Minister promises probe into policing at Huaguang

By Loa Iok-sin  /  Staff reporter

Fri, Mar 29, 2013 - Page 4

Minister of the Interior Lee Hong-yuan (李鴻源) yesterday promised to launch a probe into alleged heavy-handed treatment of protesters and media by police during the forced demolition of houses in the Huaguang Community (華光) in Taipei on Wednesday.

Showing a video clip of Chinese-language Liberty Times (the Taipei Times’ sister newspaper) photojournalist Wang Min-wei (王敏為) being manhandled by police officers when taking pictures of officers grabbing Huaguang residents and supporters who tried to stop a demolition squad from getting close to two houses scheduled to be torn down on Wednesday, Democratic Progressive Party Legislator Huang Wei-cher (黃偉哲) yesterday demanded that the Ministry of the Interior launch an investigation and punish officers where necessary.

“Pictures and video clips posted on the Internet show that the police tried several times to stop reporters on the scene from doing their jobs, while many protesters have been treated brutally — including an incident in which a student protester was slapped in the face,” Huang said during a question-and-answer session at the legislative Internal Administration Committee meeting. “This is unacceptable, the ministry must investigate it, and penalize officers responsible for misconduct.”

While saying he was not clear about what really happened, the minister promised to launch a probe, and report to the Internal Administration Committee in one month.

“The Taipei City Police Department and the Special Police Force handled yesterday’s demolition, I don’t have the details about what happened there [in Huaguang Community] yesterday, but I will certainly ask the National Police Agency to look into it,” Lee said. “It should not be a problem for the ministry to report to the committee in a month.”
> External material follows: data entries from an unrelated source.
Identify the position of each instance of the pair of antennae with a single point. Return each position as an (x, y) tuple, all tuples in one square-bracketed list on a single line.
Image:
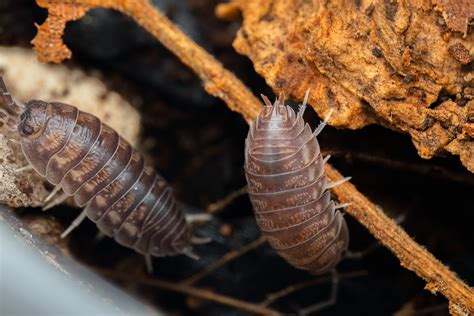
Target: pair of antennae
[(280, 100)]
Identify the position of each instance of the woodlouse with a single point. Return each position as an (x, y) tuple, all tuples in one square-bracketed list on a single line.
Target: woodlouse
[(88, 160), (288, 189)]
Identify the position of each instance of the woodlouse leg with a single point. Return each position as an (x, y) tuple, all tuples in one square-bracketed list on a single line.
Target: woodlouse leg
[(200, 240), (339, 182), (58, 200), (331, 301), (24, 168), (323, 123), (75, 223), (325, 159), (193, 218), (339, 206), (188, 252), (15, 141), (149, 264)]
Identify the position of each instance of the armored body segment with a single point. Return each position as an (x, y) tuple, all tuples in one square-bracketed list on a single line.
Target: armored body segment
[(288, 190)]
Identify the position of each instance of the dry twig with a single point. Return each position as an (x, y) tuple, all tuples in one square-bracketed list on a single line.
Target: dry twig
[(223, 84)]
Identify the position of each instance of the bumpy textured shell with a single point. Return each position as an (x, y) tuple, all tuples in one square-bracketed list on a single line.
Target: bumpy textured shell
[(288, 190), (121, 193)]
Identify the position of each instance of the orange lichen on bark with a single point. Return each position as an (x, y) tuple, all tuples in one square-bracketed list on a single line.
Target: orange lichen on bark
[(456, 13), (384, 62), (350, 108), (48, 44)]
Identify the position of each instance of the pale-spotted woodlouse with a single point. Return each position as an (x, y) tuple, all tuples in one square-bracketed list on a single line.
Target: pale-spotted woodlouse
[(88, 160), (288, 189)]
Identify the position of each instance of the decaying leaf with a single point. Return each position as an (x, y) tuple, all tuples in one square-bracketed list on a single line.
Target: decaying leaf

The committee also adopted a formal solution asking the ministry to investigate the incident, while also making public guidelines for penalties for officers within a week.

Separately yesterday, the Taiwan Press Photographer Association criticized the police for blocking photojournalists from taking pictures during the Huaguang protest.

“It’s part of the job of a photojournalist to be physically present as news events take place. It is regrettable that police officers have attempted to force out photographers on several occasions,” the statement said. “The freedom of the press cannot be sacrificed. Brutally evicting and harassing photojournalists is harmful to our democracy and the right of the public to know.”